Chez les gays justement, IPrex est un très large essai qui a lieu aux États-Unis et dans plusieurs autres pays en Afrique et en Asie. Il propose un traitement préventif continu (avec Truvada) avant l’exposition au VIH (à l’opposé du traitement postexposition, voir notre article).

Jean-Michel Molina a précisé que les résultats d’IPrex, très attendus, ne seraient pas connus avant fin 2010-début 2011. À notre question sur le calendrier de l’essai français de traitement pré-exposition (lire l’article de Yagg.com sur la question), Jean-Michel Molina a expliqué que les discussions sur cet essai sont toujours en cours à l’ANRS, que son design serait sans doute fonction des résultats de l’essai américain et qu’il ne faut pas s’attendre à un démarrage pour bientôt.
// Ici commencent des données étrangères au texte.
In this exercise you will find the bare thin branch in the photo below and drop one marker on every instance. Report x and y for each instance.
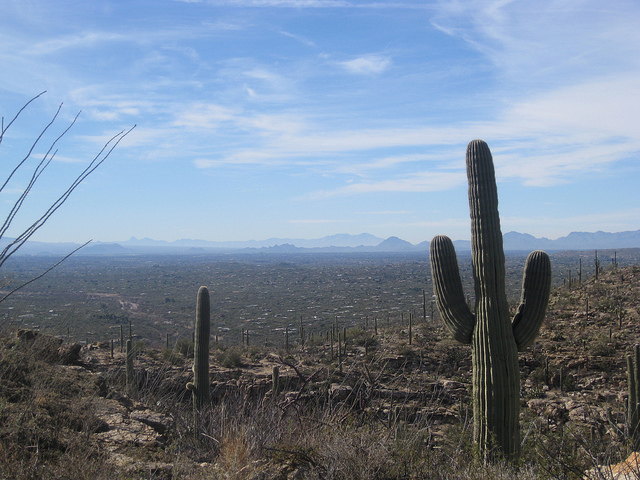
(43, 273)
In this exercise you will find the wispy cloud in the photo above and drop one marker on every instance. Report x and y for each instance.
(366, 64)
(299, 38)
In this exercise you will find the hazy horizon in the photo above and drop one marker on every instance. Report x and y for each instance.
(304, 119)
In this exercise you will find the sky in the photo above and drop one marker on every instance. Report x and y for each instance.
(306, 118)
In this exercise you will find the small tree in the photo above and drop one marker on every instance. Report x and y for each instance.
(13, 245)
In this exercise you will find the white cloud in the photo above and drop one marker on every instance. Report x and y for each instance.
(422, 182)
(367, 64)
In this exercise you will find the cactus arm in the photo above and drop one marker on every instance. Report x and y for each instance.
(447, 287)
(536, 284)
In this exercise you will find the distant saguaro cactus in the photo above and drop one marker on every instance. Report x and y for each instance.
(200, 385)
(495, 339)
(633, 381)
(129, 367)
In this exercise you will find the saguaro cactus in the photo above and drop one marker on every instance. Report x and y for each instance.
(200, 385)
(494, 338)
(129, 367)
(633, 381)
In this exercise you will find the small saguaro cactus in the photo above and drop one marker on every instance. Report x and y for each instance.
(633, 381)
(200, 385)
(129, 367)
(494, 337)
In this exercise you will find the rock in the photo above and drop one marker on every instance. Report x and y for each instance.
(70, 354)
(627, 470)
(160, 423)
Tenter cette nouvelle approche

Il est pourtant essentiel de tenter cette nouvelle approche dans la prévention du VIH chez les gays. Les chiffres de l’incidence calculés par l’Institut de veille sanitaire (InVS) ont en effet été présentés à la Croi et confirment que la transmission du VIH est très importante dans la communauté homo. Un pour cent des homos actifs sexuellement (qui seraient au nombre de 300 000 en France) se contaminerait chaque année, c’est 200 fois plus que dans le reste de la population. Et dans Prevagay, l’incidence monte à 7%. Des chiffres très préoccupants.
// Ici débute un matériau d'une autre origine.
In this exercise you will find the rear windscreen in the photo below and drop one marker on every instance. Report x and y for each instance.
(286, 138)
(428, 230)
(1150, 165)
Ils plaident encore plus pour la mise en place d’une stratégie globale et beaucoup plus agressive contre le VIH chez les gays: préservatif, dépistage généralisé, traitement de la primo-infection, traitement précoce dans un but de réduction de la transmission, traitement pré et postexposition, voila les armes dont on dispose aujourd’hui et dont on connaît ou pressent l’efficacité. Mais Jean-François Delfraissy a un peu refroidi l’assistance en précisant à la fin de la conférence de presse que l’ANRS était au bout de ses capacités financières et ne pourra pas mener de front tous ces chantiers. Un appel à peine voilé aux pouvoirs publics, qui, tout occupés à prévenir la grippe A (H1N1), ne consacrent pas les moyens suffisants à la prévention du sida (lire l’article de Yagg sur le rapport de la Cour des comptes, ainsi que celui de Vih.org).

Selon nos informations, l’essai de prévention pré-exposition coûterait entre 4 et 6 millions d’euros, soit près de 10% du budget de l’Agence en 2009 (44 millions d’euros). Cet appel aura valeur de test de la volonté ou non du gouvernement de tout faire pour réduire le poids de l’épidémie chez les gays.